In a slideshow you have the option to either allow the users to cycle from image 1 to the last image and vice versa, or make both the image 1 and the last image “end-of-the-line” images. Basically, this removes the functionality of the right or left arrow when the user reaches the last or first image, respectively.

If you remove the functionality, then you’ll want to remove the visibility of that arrow. So let’s create a function that checks and changes the visibility of the arrows.

//this function checks the arrows
function checkArrows(i) {
if (i == 0) {
$('#leftArrow').css('display', 'none');
$('#rightArrow').css('display', 'inline');
} else if (i == images.length - 1) {
$('#rightArrow').css('display', 'none');
$('#leftArrow').css('display', 'inline');
} else {
$('#rightArrow').css('display', 'inline');
$('#leftArrow').css('display', 'inline');
}
}

The function receives the variable i (the image that the slideshow is moving to). Then we check three possibilities. If the new image is the first one (i=0), then we get rid of the left arrow, but make sure the right arrow is showing. If this isn’t true, we check to see if the new image is the last one (i == images.length-1). If it is, then we do the opposite with the arrows. Finally, if neither of these are true (image is somewhere in the middle), then we make sure both arrows are showing.

To complete this, we’ll call this function in the forwardImage() and backwardsImage() functions.

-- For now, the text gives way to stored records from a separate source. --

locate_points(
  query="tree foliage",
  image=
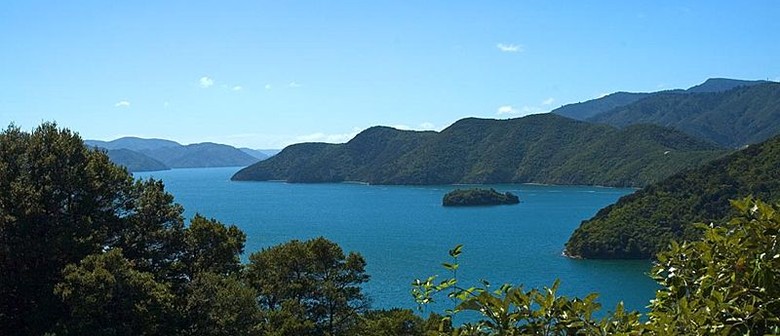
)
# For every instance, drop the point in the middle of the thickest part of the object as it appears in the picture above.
(308, 288)
(540, 148)
(724, 284)
(642, 224)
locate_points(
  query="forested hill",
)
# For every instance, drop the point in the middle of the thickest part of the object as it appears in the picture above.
(544, 148)
(594, 107)
(643, 223)
(734, 118)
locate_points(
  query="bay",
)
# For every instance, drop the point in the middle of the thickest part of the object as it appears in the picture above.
(404, 233)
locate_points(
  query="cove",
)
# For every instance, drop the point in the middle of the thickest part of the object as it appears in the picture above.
(404, 232)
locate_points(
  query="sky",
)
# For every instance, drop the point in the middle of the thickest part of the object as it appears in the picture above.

  //This function will move the slideshow backwards one
function backwardsImage() {
currentImageKey();
if (i == 0) {
//changeImage(images.length - 1);
} else {
changeImage(i - 1);
}
checkArrows(i-1);
}

//This function will move the slideshow forward one
function forwardImage() {
currentImageKey();
if (i &lt; images.length - 1) {
changeImage(i + 1);
} else {
//changeImage(0);
}
checkArrows(i+1) ;
}

Notice the checkArrows() function being called right before the closing braces of each function. Why plus 1 and minus 1? Remember, the variable i currently stands for the image showing. Then we change the image to a new image. But for the arrows, we need to know the new image’s ID, not the old one’s.

The jsFiddle:

Comments
  • Lee DuBose says:

    Thanks for the tuts. I like the way you started with a really simple example and built on that. I’ve worked through a number of otherwise good tuts that were hard to follow because the author crammed in a lot of bells and whistles, obscuring the essential code.
    One question. Since in this example we want the image to stay until the user decides to move on, is the beginNow = setInterval(forwardImage, 4000); line and the clearInterval(beginNow); lines in the arrow functions necessary? I took them out and everything seems to be working fine.
    P.S. Is that red hair is see in your avatar? As in a red fox? Do you ever metamorphose, you know, like on the weekends or something?

    • Kim Joy Fox says:

      Thanks Lee! And yes, those lines are not needed.
      And yes, but only during full moons.

  • Kamran Shafi says:

    Thanks Kim, for sharing this, your article allowed me to help someone 🙂

  • Anka says:

    Clean, Simple, Useful. Thank you, Kim!! I have a question though. Auto sliding stops once I click prev or next buttons. How do I resume autoplay? Thank you.